Country as a service becoming reality in Estonia
Computer Weekly, the popular technology news website has written an article, how the Estonian e-residency programme is gathering pace.
The Estonian government believes foreigners will create more companies in the country than Estonians themselves by 2022.
Since 2015, the small Nordic country has pioneered an e-Residency programme, which gives foreigners, such as entrepreneurs, easy access to government services.
Today, you don’t have to be Estonian to set up and run a company in the country. So far, 17,000 people have signed up to the programme.
This kind of outlook would be a shocking statement from a government official in any country in the world, other than Estonia.
Estonia, which was given observer status in the Nordic council in 1991, might be small, but it punches above its weight when it comes to IT in government, and is giving easy, secure access to services via an ID platform.
A step ahead in tech
Estonia, home of Skype and Transferwise developers, has done a lot to be at the forefront of modern technology adoption. It had paperless government meetings 10 years ago, and about 97% of the population hold smart ID cards to prove their identity when accessing online services.
The first to sign up were tech-savvy entrepreneurs from around the world, and the first 17,000 e-residents plan to establish some 10,000 companies.
“This is one-third of all companies in Estonia, and we are in a beta phase one year in,” said Kaspar Korjus, head of operations of the e-Residency team. “In five years, we will have more e-Residency companies than local companies,” he said.
One more hurdle
Today, all the essential business services are available for e-residents, and the last administrative challenge to becoming a truly location-independent country is the ability to open corporate bank accounts remotely for e-residents.
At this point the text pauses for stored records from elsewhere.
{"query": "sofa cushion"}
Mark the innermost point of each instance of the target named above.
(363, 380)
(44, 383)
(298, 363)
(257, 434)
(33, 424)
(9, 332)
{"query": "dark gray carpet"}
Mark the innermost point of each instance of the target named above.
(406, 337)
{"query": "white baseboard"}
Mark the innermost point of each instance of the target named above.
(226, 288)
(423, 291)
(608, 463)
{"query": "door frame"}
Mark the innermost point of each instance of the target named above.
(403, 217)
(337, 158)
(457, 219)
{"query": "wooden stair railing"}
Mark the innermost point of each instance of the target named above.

This hurdle is due to be removed any day now. The laws were changed last year to enable this, but banks have taken their time to implement them.
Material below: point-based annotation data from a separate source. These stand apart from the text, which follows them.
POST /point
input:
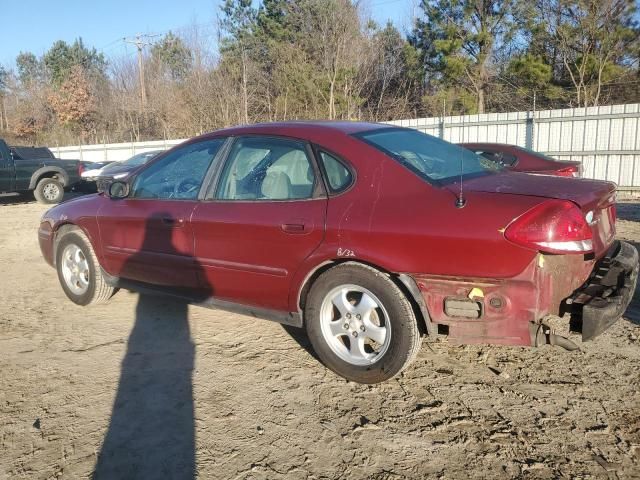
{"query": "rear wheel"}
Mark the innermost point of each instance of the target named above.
(49, 190)
(79, 272)
(361, 324)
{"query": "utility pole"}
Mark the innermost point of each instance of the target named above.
(141, 41)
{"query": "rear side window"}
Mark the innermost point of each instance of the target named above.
(266, 168)
(339, 177)
(498, 157)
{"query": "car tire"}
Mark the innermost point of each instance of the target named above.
(79, 271)
(49, 191)
(361, 324)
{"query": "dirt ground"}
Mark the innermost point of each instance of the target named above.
(144, 387)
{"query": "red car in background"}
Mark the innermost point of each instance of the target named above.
(522, 159)
(367, 235)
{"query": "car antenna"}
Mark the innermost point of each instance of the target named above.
(460, 200)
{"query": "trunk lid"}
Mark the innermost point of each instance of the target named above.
(594, 196)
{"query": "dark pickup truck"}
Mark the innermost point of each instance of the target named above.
(47, 178)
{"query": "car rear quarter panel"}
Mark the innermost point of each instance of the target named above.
(397, 221)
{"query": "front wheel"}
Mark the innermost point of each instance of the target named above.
(49, 190)
(79, 271)
(361, 324)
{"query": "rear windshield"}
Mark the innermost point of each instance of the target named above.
(431, 158)
(536, 154)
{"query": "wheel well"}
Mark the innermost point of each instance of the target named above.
(59, 233)
(421, 317)
(51, 174)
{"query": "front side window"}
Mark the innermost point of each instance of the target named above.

Opening the country and its governmental systems and creating an online business environment has been a focus for the e-Residency team.
“We can say that we have a product and an offering for e-residents,” said Korjus. “We have changed more than 10 laws in that time, as well as a lot of processes, and we have built new services.
“You never have to visit Estonia. It is a matter of convenience. People can visit the country as tourists, but it should only be voluntary,” he said.
For example, Nasdaq, which operates a local Tallinn Stock Exchange, has launched an online shareholder meeting and voting system for e-residents.
A startup called LeapIn is the first to build a platform for e-residents to launch companies as well as run them, and it has seen a spike in interest since the service opened up.
Safe EU harbour for Brits
One of the first Brits to launch an e-company in Estonia using LeapIn was digital nomad Zack Young.
“I considered both Hong Kong and Singapore before Estonia, as they have a sound legal structure, but they were also complex to manage. I needed a solution which enabled me as a nomad to run a location-independent company,” he told Computer Weekly.
So far, around 1,000 Brits have become e-residents, and 55 of those have launched companies in Estonia. The rate is less than for many other countries. Korjus said there was clearly some pent-up demand as the implications of the Brexit process are yet to become clear.
“People are waiting for decisions on what is going to happen,” he said. “They see a great opportunity of still being able to live in the UK whilst running their EU companies via e-residency, without even having to visit the EU. This is perfect for them.”